How to obtain the root $2 \alpha_6 + \alpha_1 + 2 \alpha_2 + 3 \alpha_3 + 2 \alpha_4 + \alpha_5$ in type $E_6$ root system by Weyl group action?

Question

The Dynkin diagram for $E_6$ is \begin{align} \circ - \circ - & \circ - \circ - \circ \\ & \ | \\ & \ \bullet \end{align} where $\bullet$ corresponds to the simple root $\alpha_6$ and the other vertices correspond to $\alpha_1, \ldots, \alpha_5$ (from left to right) respectively.
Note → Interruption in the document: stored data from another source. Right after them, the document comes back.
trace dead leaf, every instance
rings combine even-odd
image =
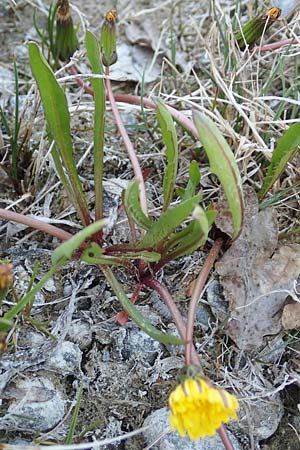
[[[258,212],[256,194],[250,188],[245,189],[245,205],[243,231],[216,270],[229,302],[228,334],[239,348],[254,350],[264,343],[264,336],[282,328],[282,308],[300,273],[300,245],[282,246],[275,252],[275,210]]]
[[[300,303],[290,303],[285,305],[281,321],[285,330],[300,328]]]

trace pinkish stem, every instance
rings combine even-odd
[[[70,71],[74,75],[78,75],[78,72],[75,67],[71,67]],[[89,86],[87,86],[84,81],[82,81],[80,78],[76,78],[76,83],[81,86],[85,92],[88,94],[94,95],[93,89],[91,89]],[[117,94],[114,96],[115,102],[120,103],[128,103],[130,105],[139,105],[143,103],[144,106],[147,108],[156,110],[157,106],[156,104],[150,100],[150,98],[139,97],[138,95],[128,95],[128,94]],[[196,127],[192,120],[188,119],[182,112],[177,111],[177,109],[173,108],[172,106],[166,105],[167,109],[169,110],[170,114],[174,117],[174,119],[178,120],[196,139],[199,139],[198,132],[196,130]]]
[[[299,40],[298,39],[285,39],[284,41],[278,41],[278,42],[274,42],[273,44],[263,45],[260,48],[255,47],[253,51],[259,52],[259,53],[270,52],[273,50],[277,50],[278,48],[286,47],[287,45],[293,45],[293,44],[299,44]]]
[[[176,303],[174,302],[170,292],[165,288],[159,281],[155,280],[154,278],[147,278],[143,280],[143,283],[146,286],[151,287],[154,289],[163,299],[164,303],[166,304],[168,310],[170,311],[172,318],[174,320],[174,323],[176,325],[176,328],[180,334],[180,337],[185,340],[186,337],[186,326],[184,323],[184,320],[180,314],[179,309],[176,306]],[[196,366],[200,366],[201,364],[199,361],[199,357],[197,355],[197,352],[195,350],[195,347],[193,343],[191,342],[191,352],[192,352],[192,364],[195,364]],[[202,369],[201,369],[202,370]]]
[[[128,155],[129,155],[132,167],[133,167],[133,171],[135,174],[135,178],[139,182],[141,208],[143,210],[143,213],[146,216],[148,216],[146,188],[145,188],[143,173],[142,173],[139,161],[137,159],[135,150],[131,143],[131,140],[129,139],[126,128],[124,127],[121,115],[119,113],[119,110],[118,110],[118,107],[117,107],[117,104],[115,101],[115,97],[114,97],[114,94],[113,94],[113,91],[111,88],[111,82],[109,79],[109,68],[108,67],[106,68],[106,75],[107,75],[107,78],[105,79],[105,83],[106,83],[108,98],[110,101],[110,106],[111,106],[113,115],[115,117],[115,121],[118,126],[119,132],[123,138],[125,147],[127,149],[127,152],[128,152]]]
[[[195,316],[197,311],[198,302],[200,299],[201,292],[203,291],[203,288],[205,286],[206,280],[208,278],[209,272],[211,271],[214,262],[219,254],[219,251],[221,250],[221,247],[223,245],[223,239],[219,238],[214,242],[214,245],[212,246],[205,263],[201,269],[200,274],[198,275],[193,295],[190,302],[189,307],[189,313],[188,313],[188,319],[187,319],[187,328],[186,328],[186,346],[185,346],[185,361],[186,364],[192,364],[193,360],[193,334],[194,334],[194,324],[195,324]]]
[[[13,211],[8,211],[7,209],[0,208],[0,217],[2,219],[11,220],[12,222],[22,223],[23,225],[27,225],[28,227],[35,228],[39,231],[44,231],[50,236],[54,236],[61,241],[66,241],[67,239],[70,239],[72,237],[71,233],[61,230],[54,225],[50,225],[49,223],[34,219],[33,217],[24,216],[23,214],[19,214]]]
The element $2 \alpha_6 + \alpha_1 + 2 \alpha_2 + 3 \alpha_3 + 2 \alpha_4 + \alpha_5$ is a root in type $E_6$ root system.

Let $W$ be the Weyl group in type $E_6$. I would like to find $w \in W$ and some simple root $\alpha_i$ such that $w \cdot \alpha_i = 2 \alpha_6 + \alpha_1 + 2 \alpha_2 + 3 \alpha_3 + 2 \alpha_4 + \alpha_5$. Where $w \cdot \alpha_i$ denotes the Weyl group action. Thank you very much.

Answer 1

The problem can be solved by Sage. I used sage to apply Weyl group action on $\alpha_2$ (which is $\alpha_6$ in my notation):

DynkinDiagram(['E', 6])
W = WeylGroup(RootSystem(['E',6]).root_lattice())
s = W.simple_reflections()
alpha = W.domain().simple_roots()
r1=[]
r2=[]
for i in W:
    t1=i.action(alpha[2])
    if r1.count(t1)==0:
        r1.append(t1)
        r2.append([i.reduced_word(),t1])

Then I choose the $w$ which gives $w \cdot \alpha_6 = 2 \alpha_6 + \alpha_1 + 2 \alpha_2 + 3 \alpha_3 + 2 \alpha_4 + \alpha_5$.

Let $w = s_6 s_3 s_4 s_5 s_2 s_3 s_4 s_1 s_2 s_3$. Then $w \cdot \alpha_6 = 2 \alpha_6 + \alpha_1 + 2 \alpha_2 + 3 \alpha_3 + 2 \alpha_4 + \alpha_5$.